Na retirada aconteceram várias escaramuças, pois perante um adversário ferido e desnorteado não faltam valentões de ocasião como o “Malaio”, que ao chegar aos Carvalhos disse para o “Manquito”:
- Moço!... Dá-me cá esse pau, que eu quero bater!
O rapaz, como tinha dificuldade em deslocar-se sem a ajuda do bordão resistiu a dar-lhe o que ele pedia. Entretendo, ouviram um burburinho que se dirigia na sua direção e, de imediato, disse o valente “Cá Ramalha”:
- Fugimos!
Foram-se enfiar na loja de uma vaca até passar o perigo. Quando saíram do esconderijo ainda viram um dos fugitivos saltar uma vedação de arame farpado e ficar preso pelas calças. Enquanto o homem tentava libertar-se, apareceu o Gregório, que também não primava pela valentia, mas ao ver o oponente indefeso, afincou-lhe, à falsa fé, uma vigorosa paulada que o deixou inanimado.
O último incidente digno de registo ocorreu já à saída da povoação, quando nas fragas do Penedo da Saúde um dos da retaguarda disparou um revolver contra os perseguidores. O “Mistoso”, investido de cabo de ordens, não hesitou e desfechou um tiro de caçadeira na sua direção, sendo o alvo atingido por alguns bagos numa perna, mas que não o impediu de acompanhar a retirada.

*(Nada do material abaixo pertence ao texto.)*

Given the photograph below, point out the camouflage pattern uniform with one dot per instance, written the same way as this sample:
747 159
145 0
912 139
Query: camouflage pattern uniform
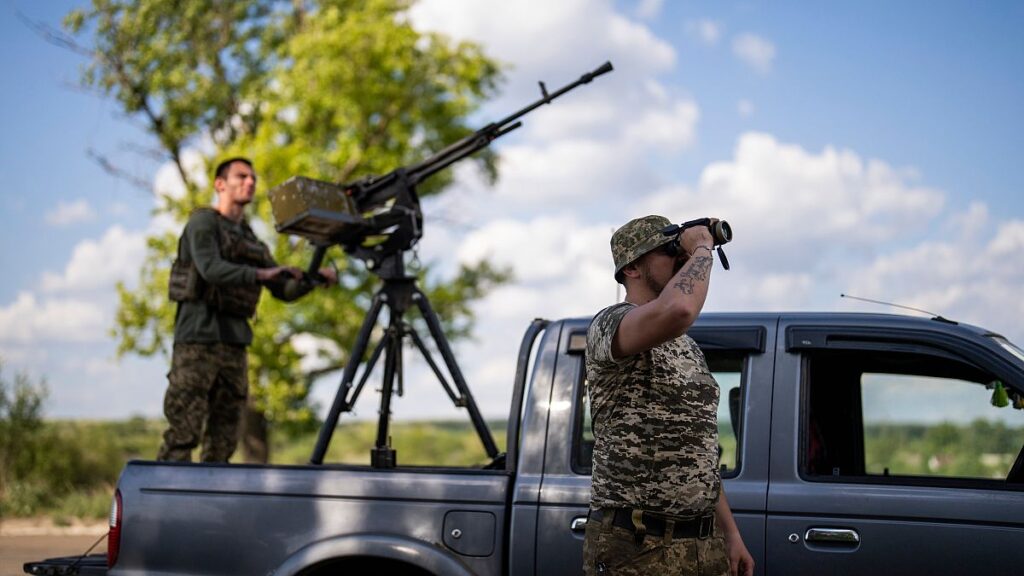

Terminada a peleja, era tempo de tratar dos feridos. O “Crioilo ”apresentava as brechas já referidas, alguns arranhões e nódoas negras nos demais, mas o “Bezarra”, ainda de estadulho em punho, tinha a cabeça numa “roca”. Só a vontade estoica de resistir, aliada há dureza intrínseca do cárneo impediram que perecesse perante a violência de tantas cacetadas. Ainda me lembro do velho Isaías estar a relatar o sucedido e indicar na careca as ténues linhas das antigas feridas.
Felizmente, aquele combate deixou pouco mais que algumas cicatrizes, ficando a questão sanada sem sequelas futuras. Aos da gralheira foi reconhecido o direito legítimo de responder a uma provocação; aos de Alhões imputada a responsabilidade pela insensatez de, sem motivo de monta, terem lançado desafios em terrenos alheios.
 Como dizia o Marquês de Pombal, quando se falava na iminência dos espanhóis nos invadirem: “Eles que venham, porque, mesmo depois de morto, são precisos quatro para retirar um homem da sua casa”.